Submitted by an anonymous user

Salt has been used for years to ward off evil. But as the oceans are drained and filtered to be made drinkable, the evil that was trapped there is unleashed.

Continue this story...

Salt

The Water Wars lasted for 20 years before the treaty allowed for the purification of the oceans. Thousands were killed for resources and thousands more died of dehydration. I was 2 when the Draining began and my parents worked tirelessly at the distillery for our weekly gallons and rations. Left with my grandmother, I learned what life had been before the war. Before the land crisped and withered under the unforgiving sun. Before life became chapped and brittle and leathery. She spoke of water parks, in her hoarse voice, of green grass and plants and trees that lined the streets.
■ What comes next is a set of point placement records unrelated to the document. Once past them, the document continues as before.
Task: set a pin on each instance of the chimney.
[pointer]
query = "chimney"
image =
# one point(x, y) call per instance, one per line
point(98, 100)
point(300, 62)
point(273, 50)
She wove a world of plenty, of farms with rich soil and stores lined with every fruit you could imagine. Ones I’d never even seen in person. Watermelon was what she missed most. She died when I turned 7 and I could not miss the relief that crossed my parents faces as we committed her back to dust among the others that had passed in the community that day; that there would be just a little less thirst and a few more ounces for the three of us.


The effects of the Draining were slow. Over the first few years faminine worsened. Beaches became crystallized and shorelines slowly receded. Then the droughts worsened and remote places that still received rain began to go months without. Business boomed at the disterllery and rations increased, but so too did the wailing and frequency of the dust storms that berated our canvas house. People had become nomadic prior to work at the distillery. Poverty and wandering for resources became the binding of small communities. Scarcity, though, makes for weary neighbors, and families kept to themselves as much as possible.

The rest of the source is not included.